Multiple companies like IBM are also working on making quantum computing available via cloud infrastructure. If it works, it implies that while quantum computers might be relatively few in number, their benefits could be much more widely distributed.

This MIT Technology Review article delves deeper into an explanation of topological quantum computing and the difficulty of building one, if you’d like more information.

Quantum Computing Can Soon Help Secure the Power Grid

While cyber-security experts have known for a long time that the US power grid is at risk from hackers, recent intrusions have made stepping up its defenses even more critical. One technology that has a lot of potential for keeping hackers from silently taking over pieces of the grid is Quantum Key Distribution (QKD). Despite how it was one of the first uses for quantum computing postulated, technical hurdles have kept it from being usable at the scale of our power grid until recently. But a joint program between Oak Ridge and Los Alamos National Laboratories is achieving one milestone after another in making it a reality.

The Problem With Key Distribution

In Symmetric Key Encryption systems, often used for secure communication in sensor networks, two parties need to exchange a secret key without revealing it to a potential eavesdropper. In local applications, that can often be done by direct exchange. But when the secured system is a distributed network like the power grid, there’s potential for someone to steal the key en route between nodes. It’s possible to build the key into equipment before it is provisioned, but that has its own issues. So a way to guarantee that a received key has not been read by a third party en route would be very valuable.

How Quantum Key Distribution Detects Hackers

With traditional digital networks, there isn’t a natural way to detect whether someone else is tapping in and reading data. So, sending a supposedly private key over the network is susceptible to eavesdropping. And until keys are exchanged, there isn’t a way to send the key encrypted.

This is where quantum computing comes in. Because the act of reading quantum bits, called qubits, changes them, if data has been read or tampered with on the way, a statistical analysis conducted by the two parties can detect it. This doesn’t guarantee that they’ll have a secure channel, but Quantum Key Distribution (QKD) does guarantee that they’ll know if they’ve indeed been able to securely exchange the needed key. From there, data can be encrypted using whatever protocol is desired.

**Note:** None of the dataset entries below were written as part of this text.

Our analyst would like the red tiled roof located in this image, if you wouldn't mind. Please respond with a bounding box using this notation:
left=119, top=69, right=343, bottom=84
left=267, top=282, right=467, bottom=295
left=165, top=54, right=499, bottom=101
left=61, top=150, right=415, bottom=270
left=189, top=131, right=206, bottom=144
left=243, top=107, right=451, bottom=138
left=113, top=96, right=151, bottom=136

How Oak Ridge and Los Alamos Are Scaling QKD to the Power Grid

The USA's disparate and unsynchronized power grids

The USA’s disparate and un-synchronized power grids

Unfortunately, qubits don’t keep their state (cohere) for very long. So even traveling down a fiber optic cable at the speed of light, transmission distances for QKD are limited. Speeds of up to 1Mbps have been achieved over a few kilometers and just a few bps over a hundred kilometers. That means traversing a national power grid requires either some major breakthroughs or the use of intermediaries.

Oak Ridge and Los Alamos National Labs have been working on a multi-phase project to address this and other issues and make QKD over the grid a reality. Most recently, they have successfully demonstrated QKD over the grid between two different sets of hardware and software — also a requirement because the US power grid is a patchwork of equipment and systems from a variety of vendors. They did this in partnership with EPB Energy, which has had the foresight to run fiber optic cables alongside its transmission lines.

In the demonstration, each of the labs’ systems generated a key, which was sent using QKD to a secure intermediate node. The intermediate node generated a third key that was, in turn, shared privately by the two labs’ endpoints — enabling securely-encrypted data communications to start. Next, the Labs need to work on QKD over larger distances, probably including a way to enlist power sub-stations as key relays. In the meantime, ORNL and LANL have already licensed some of their quantum computing technology to industry.